When Washington State Has the Ball
You’ll never believe who leads the nation in passing this year. Washington State’s 452.7 passing yards per game are 57.2 yards better than No. 2 LSU. Naturally, quarterback Anthony Gordon (435.3) leads all FBS quarterbacks in passing. Overall, Gordon has completed 71.3 percent of his passes for 2,612 yards and ranks second with 25 touchdown passes. Nine of those TDs came in a record-setting performance against UCLA, in which he also tossed two interceptions. Gordon has been picked off six times this year but threw three touchdowns without an interception last week against Arizona State.
Gordon has no shortage of talented receivers at his disposal. Eight Cougars have caught 16 or more passes this season, led by Easop Winston, whose 42 receptions are second-most in the Pac-12. Winston also leads the team with 496 receiving yards and is tied atop the conference leaderboard with nine touchdowns. Wideouts Dezmon Patmon (449 yards, 4 TDs), Brandon Arconado (352, TD) and Travell Harris (308, 5 TDs) plus running back Max Borghi (271 receiving yards, 2 TDs, 407 rushing yards and 5 TDs on the ground) have all made major contributions offensively.
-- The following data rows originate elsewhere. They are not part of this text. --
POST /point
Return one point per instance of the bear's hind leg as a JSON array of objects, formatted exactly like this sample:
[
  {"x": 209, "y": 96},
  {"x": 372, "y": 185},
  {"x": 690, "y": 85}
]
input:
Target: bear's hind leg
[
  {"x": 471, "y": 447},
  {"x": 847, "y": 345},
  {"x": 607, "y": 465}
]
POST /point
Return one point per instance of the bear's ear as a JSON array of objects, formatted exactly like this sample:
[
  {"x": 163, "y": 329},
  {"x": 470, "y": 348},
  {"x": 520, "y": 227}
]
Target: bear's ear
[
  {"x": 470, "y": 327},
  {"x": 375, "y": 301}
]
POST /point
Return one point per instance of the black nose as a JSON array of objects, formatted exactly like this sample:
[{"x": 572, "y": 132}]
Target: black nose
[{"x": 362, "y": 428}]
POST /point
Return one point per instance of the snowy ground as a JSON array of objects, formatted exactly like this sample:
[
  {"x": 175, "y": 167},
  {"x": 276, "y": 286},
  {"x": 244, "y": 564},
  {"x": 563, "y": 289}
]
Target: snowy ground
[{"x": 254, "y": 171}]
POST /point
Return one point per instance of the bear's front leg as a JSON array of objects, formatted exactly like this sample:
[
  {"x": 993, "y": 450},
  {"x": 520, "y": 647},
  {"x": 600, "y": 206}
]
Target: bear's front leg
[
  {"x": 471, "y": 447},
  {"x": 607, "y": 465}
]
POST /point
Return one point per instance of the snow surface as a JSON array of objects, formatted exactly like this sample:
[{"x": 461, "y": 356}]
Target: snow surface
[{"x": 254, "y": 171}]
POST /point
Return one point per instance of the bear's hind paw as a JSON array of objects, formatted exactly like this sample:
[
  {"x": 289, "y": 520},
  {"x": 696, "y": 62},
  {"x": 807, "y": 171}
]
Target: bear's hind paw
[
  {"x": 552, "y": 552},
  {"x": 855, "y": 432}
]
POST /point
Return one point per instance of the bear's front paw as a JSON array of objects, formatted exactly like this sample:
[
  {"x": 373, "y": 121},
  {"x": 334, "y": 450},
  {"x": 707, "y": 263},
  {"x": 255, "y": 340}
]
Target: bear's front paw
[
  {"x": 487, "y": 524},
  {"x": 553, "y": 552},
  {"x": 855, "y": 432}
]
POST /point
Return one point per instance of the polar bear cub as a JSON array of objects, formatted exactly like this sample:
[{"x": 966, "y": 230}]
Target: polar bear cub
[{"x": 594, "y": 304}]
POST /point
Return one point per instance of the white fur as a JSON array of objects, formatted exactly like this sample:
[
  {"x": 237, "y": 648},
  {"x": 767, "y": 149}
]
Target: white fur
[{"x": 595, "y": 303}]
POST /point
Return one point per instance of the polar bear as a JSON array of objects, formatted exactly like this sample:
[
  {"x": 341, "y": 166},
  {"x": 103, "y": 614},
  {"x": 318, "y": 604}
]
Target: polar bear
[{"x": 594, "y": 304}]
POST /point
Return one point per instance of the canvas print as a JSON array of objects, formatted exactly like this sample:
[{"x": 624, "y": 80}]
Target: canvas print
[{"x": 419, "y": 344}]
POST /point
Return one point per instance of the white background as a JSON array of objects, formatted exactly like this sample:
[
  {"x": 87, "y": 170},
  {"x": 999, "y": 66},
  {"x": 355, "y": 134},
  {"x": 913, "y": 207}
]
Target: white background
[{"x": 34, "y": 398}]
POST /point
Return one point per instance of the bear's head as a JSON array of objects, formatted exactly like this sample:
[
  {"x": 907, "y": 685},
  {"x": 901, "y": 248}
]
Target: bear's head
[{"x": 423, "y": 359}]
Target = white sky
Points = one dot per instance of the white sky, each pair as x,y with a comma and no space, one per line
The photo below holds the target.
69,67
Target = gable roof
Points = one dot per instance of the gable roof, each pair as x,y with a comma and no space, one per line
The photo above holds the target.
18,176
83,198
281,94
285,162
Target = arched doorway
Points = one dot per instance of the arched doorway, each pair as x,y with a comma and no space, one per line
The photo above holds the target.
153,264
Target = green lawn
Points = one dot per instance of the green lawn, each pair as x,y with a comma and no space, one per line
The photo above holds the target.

There’s a great chance Washington State will continue to have success through the air this week. Colorado has allowed 307.2 passing yards per game this season, which ranks tenth in the Pac-12, and the Buffs rank 11th in yards allowed per pass (9.2). Those figures rank No. 124 and No. 125 nationally.
Which defense will step up? Washington State should have its way through the air against one of the worst pass defenses in the country, which has been hampered by injuries in the secondary and front seven. Top pass rusher Mustafa Johnson has missed consecutive games with an ankle, and it’s unclear whether Johnson will be available against the Cougars. Washington State has struggled defensively as well, but the Cougs are healthier as a unit and have a slight edge.
We should expect lots of points but for Washington State to play just well enough on defense to pick up its first Pac-12 victory.